Question écrite n° 15701 de M. Jean-Marie Bockel (Haut-Rhin - UDI-UC)

publiée dans le JO Sénat du 27/01/2005 - page 212

M. Jean-Marie Bockel souhaite attirer l'attention de M. le ministre des solidarités, de la santé et de la famille sur l'interdiction des boissons et des produits alimentaires payants dans les établissements scolaires, à compter du 1er septembre 2005 dans le cadre de l'application de la loi n° 2004-806 du 9 août 2004 relative à la politique de santé publique. L'article 30 de cette loi marque un progrès réel dans la lutte contre l'obésité infantile, en imposant la disparition des distributeurs payants offrant des aliments de mauvaise qualité nutritionnelle, favorisant le grignotage. Mais elle exclut aussi de fait les distributeurs payants d'aliments dont la consommation est recommandée par l'AFSSA. Son communiqué du 14 septembre dernier précisait clairement qu'elle ne recommandait pas une interdiction portant sur l'eau ou sur les fruits, mais qu'elle encourageait au contraire leur consommation dans le cadre du programme national " nutrition santé ". Afin de favoriser le développement de pratiques alimentaires saines des élèves des établissements scolaires, et de préserver leur bien-être tout au long de leurs journées, il lui demande de lui indiquer s'il était envisageable d'exclure du champ d'application de la loi les distributeurs payants de fruits, yaourts, céréales, ainsi que de boissons non sucrées.

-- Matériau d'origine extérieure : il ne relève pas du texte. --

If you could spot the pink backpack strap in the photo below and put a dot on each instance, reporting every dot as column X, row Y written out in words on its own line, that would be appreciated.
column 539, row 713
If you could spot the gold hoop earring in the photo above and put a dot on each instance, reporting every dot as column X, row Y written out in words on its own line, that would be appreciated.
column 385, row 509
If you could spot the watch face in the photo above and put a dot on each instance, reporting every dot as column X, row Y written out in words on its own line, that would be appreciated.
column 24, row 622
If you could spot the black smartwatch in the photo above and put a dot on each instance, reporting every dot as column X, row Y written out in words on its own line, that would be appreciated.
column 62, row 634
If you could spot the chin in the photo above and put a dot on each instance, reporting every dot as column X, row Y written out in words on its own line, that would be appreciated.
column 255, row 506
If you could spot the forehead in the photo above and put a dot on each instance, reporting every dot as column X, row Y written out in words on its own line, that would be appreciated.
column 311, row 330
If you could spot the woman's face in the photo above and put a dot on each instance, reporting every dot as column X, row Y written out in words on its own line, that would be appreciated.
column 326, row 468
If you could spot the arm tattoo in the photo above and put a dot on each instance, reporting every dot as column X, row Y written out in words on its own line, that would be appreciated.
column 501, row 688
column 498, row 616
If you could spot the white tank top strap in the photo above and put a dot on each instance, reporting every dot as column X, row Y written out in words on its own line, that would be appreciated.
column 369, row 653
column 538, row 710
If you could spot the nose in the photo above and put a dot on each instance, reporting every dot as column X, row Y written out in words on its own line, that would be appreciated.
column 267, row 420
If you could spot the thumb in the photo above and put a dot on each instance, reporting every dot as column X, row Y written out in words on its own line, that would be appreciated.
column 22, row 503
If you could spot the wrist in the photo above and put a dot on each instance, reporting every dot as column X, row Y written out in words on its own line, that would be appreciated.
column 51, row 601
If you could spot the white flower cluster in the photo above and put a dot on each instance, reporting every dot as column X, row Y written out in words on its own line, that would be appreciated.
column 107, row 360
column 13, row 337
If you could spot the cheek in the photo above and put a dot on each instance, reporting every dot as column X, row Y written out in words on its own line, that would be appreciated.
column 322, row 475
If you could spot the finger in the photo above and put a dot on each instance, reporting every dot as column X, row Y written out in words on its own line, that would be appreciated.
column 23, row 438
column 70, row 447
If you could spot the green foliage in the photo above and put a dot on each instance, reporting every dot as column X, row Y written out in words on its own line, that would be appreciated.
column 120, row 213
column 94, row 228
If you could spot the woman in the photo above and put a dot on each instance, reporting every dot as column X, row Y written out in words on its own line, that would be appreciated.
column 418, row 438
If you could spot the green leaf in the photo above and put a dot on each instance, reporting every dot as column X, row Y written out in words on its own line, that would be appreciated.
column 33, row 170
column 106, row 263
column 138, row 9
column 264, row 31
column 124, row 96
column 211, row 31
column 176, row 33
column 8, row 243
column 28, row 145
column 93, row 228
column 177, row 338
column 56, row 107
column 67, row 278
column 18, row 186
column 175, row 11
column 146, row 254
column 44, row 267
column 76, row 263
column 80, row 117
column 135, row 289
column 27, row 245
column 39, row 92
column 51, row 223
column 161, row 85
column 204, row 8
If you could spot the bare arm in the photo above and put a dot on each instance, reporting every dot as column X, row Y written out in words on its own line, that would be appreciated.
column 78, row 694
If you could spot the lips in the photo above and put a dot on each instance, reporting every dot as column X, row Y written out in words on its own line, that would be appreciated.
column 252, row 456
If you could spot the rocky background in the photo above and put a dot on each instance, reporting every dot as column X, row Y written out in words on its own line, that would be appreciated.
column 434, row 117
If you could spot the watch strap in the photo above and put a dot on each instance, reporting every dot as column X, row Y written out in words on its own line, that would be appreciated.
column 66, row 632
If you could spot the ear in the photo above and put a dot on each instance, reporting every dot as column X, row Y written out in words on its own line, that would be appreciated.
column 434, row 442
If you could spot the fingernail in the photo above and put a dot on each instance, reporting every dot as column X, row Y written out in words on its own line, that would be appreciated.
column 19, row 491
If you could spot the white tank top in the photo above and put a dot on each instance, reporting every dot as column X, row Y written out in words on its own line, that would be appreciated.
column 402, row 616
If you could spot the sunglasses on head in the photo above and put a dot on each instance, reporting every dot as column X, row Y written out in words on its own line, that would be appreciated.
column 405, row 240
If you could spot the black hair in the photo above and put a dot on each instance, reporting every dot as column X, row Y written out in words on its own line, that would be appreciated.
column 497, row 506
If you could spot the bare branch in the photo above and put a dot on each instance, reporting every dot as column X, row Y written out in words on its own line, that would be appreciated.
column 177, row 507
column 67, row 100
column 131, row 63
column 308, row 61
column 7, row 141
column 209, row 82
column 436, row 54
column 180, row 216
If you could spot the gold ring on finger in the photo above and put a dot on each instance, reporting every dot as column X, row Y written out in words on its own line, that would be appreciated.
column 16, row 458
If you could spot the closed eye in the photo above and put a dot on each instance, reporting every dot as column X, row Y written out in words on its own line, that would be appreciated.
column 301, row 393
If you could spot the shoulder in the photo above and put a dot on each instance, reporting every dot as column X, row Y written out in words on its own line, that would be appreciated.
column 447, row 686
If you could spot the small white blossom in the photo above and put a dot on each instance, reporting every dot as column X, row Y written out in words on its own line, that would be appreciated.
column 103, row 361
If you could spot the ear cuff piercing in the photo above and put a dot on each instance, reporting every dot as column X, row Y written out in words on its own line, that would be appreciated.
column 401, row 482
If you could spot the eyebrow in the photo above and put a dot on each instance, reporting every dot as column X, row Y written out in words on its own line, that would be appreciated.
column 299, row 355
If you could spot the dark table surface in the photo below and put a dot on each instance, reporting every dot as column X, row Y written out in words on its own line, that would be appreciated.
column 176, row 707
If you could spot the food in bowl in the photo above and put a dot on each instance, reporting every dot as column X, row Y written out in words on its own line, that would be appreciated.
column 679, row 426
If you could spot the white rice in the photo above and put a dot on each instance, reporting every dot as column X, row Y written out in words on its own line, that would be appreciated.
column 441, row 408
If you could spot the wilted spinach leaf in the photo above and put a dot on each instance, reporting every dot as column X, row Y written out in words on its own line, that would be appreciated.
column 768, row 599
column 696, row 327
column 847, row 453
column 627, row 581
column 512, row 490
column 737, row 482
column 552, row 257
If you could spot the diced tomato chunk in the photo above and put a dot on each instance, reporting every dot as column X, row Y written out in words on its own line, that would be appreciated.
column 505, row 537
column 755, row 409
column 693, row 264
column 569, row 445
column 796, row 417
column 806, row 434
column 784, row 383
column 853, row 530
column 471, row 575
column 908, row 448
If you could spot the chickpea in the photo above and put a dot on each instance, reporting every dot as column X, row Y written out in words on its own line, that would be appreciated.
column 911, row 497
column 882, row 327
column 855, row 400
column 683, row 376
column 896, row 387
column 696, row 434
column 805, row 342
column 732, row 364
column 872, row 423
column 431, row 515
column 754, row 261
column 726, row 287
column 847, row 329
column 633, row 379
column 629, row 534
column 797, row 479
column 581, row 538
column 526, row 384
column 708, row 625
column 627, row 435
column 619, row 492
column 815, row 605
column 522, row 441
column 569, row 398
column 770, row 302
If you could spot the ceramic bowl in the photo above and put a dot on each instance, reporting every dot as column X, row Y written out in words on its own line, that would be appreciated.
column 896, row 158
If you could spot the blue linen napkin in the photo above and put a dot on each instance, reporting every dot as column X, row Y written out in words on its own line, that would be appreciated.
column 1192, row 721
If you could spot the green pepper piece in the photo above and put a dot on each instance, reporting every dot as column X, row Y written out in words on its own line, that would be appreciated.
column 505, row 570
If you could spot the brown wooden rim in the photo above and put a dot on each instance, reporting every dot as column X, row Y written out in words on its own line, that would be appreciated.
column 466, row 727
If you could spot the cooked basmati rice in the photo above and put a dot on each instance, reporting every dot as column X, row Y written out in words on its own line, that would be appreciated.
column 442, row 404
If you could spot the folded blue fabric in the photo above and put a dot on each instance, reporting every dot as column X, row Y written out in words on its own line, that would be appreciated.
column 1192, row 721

Réponse du Ministère des solidarités, de la santé et de la famille

publiée dans le JO Sénat du 28/04/2005 - page 1218

L'attention du ministre des solidarités, de la santé et de la famille a été appelée sur les possibilités de dérogation à l'article 30 de la loi de santé publique du 9 août 2004 qui prévoit que « les distributeurs automatiques de boissons et de produits alimentaires payants et accessibles aux élèves sont interdits dans les établissements scolaires à compter du 1er septembre 2005 ». Cette règle s'applique aux lycées comme aux écoles primaires et aux collèges. Le législateur n'a pas prévu de possibilité de dérogation à cet article. La loi vise à faire disparaître les distributeurs payants présents dans 50 % des établissements scolaires du secondaire, qui distribuent notamment des aliments de mauvaise qualité nutritionnelle (chips, barres chocolatées, boissons sucrées...) et qui favorisent le grignotage, déconseillé par l'ensemble des nutritionnistes. Il faut savoir que certains enfants au lieu d'aller à la cantine se nourrissent à partir des distributeurs. Pour autant, la loi n'interdit pas toute distribution de nourriture et de boissons à l'école. Il peut être recommandé de monter des opérations promouvant de bonnes pratiques alimentaires : la distribution gratuite de fruits et légumes est possible, dans le cadre d'une semaine de découverte de ces aliments par exemple. Ces opérations gagneront à se faire à l'occasion des repas, comme le recommandent les nutritionnistes et l'Agence française de sécurité sanitaire des aliments.